Professionalizing Women-Led Startups
In any economy, fresh business energy and thinking can forge new avenues for growth. WIE’s entrepreneurial workshops and learning programs have introduced aspiring entrepreneurs to experienced counterparts who have successfully navigated the startup process.
In Kabul, two business incubators—Startup Valley (a WIE grantee) and Founder Institute—have graduated nearly 50 startups, many of which are woman-owned or -led, creating more than 200 jobs.
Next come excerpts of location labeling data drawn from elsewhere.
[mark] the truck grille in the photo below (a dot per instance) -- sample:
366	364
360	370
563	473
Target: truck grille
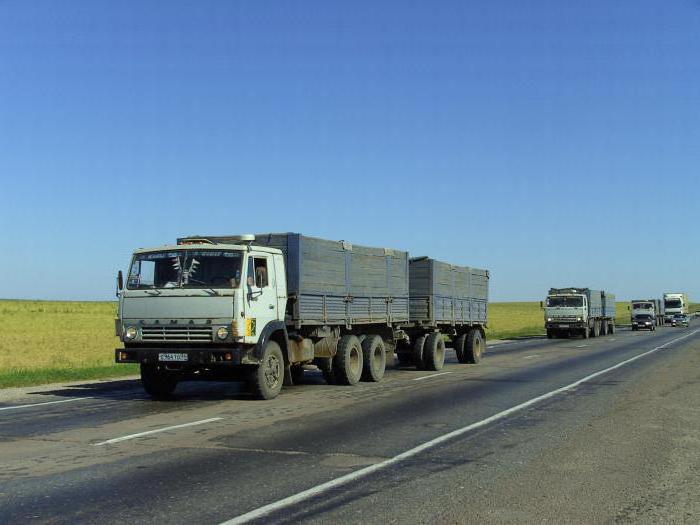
176	333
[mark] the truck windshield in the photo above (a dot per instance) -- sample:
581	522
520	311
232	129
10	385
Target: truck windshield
186	269
642	306
565	301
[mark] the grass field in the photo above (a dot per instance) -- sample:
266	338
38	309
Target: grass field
51	341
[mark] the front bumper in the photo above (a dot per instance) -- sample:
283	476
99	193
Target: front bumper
197	357
565	325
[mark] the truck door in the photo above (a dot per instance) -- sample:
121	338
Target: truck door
261	295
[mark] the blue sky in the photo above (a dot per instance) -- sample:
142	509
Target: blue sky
554	143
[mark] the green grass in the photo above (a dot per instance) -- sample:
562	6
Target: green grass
52	341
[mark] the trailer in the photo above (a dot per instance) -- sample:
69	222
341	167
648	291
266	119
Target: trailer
579	311
446	301
262	307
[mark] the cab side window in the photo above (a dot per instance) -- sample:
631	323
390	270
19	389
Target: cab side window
257	272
These include startups in mobile applications and other IT solutions, online retail sales, graphic design, legal services, agricultural consulting, dairy and food processing, and light manufacturing.
These and other emerging businesses have benefited from WIE’s MBA Corps program, which demonstrates the value of trained managers to owners of small and medium-sized women’s enterprises, some of which cling to traditional practices of retaining family or clan members instead of employing professional managers. WIE has matched MBA graduates with 58 client businesses in Kabul, Herat, and Mazar-i-Sharif. Under a six-month agreement, a WIE mentor, the MBA graduate, and the business owner work to ensure each brings value to the respective enterprise and each other.
Sustainable, Generational Economic Growth
Sustaining the participation of women in Afghanistan’s mainstream economy requires a long-term, holistic approach. WIE incorporates youth into training programs so older and younger businesswomen and trainees learn from one another. As businesses owned or managed by women become more confident and vocal, and enter the forefront of Afghanistan’s business community, this movement will pave the way for more women with a business idea to step forward or seek skills training. Many of WIE’s client businesses start as small, home-based ventures, become viable with strategic assistance, and, in turn, create jobs. WIE considers no venture too small to start.
The time has come to change the mindsets of Afghans—especially young ones—from being observers of government-sponsored programs to becoming employers and job creators through their own efforts. Afghanistan’s government, through its Women’s Economic Empowerment National Priority Program, is on board, though translating that commitment into practice requires practical assistance. By enabling more women to enter the formal economy and start and grow businesses, USAID’s Promote: Women in the Economy is laying a foundation for Afghanistan to sustainably create jobs, grow its economy, and deliver stability and prosperity.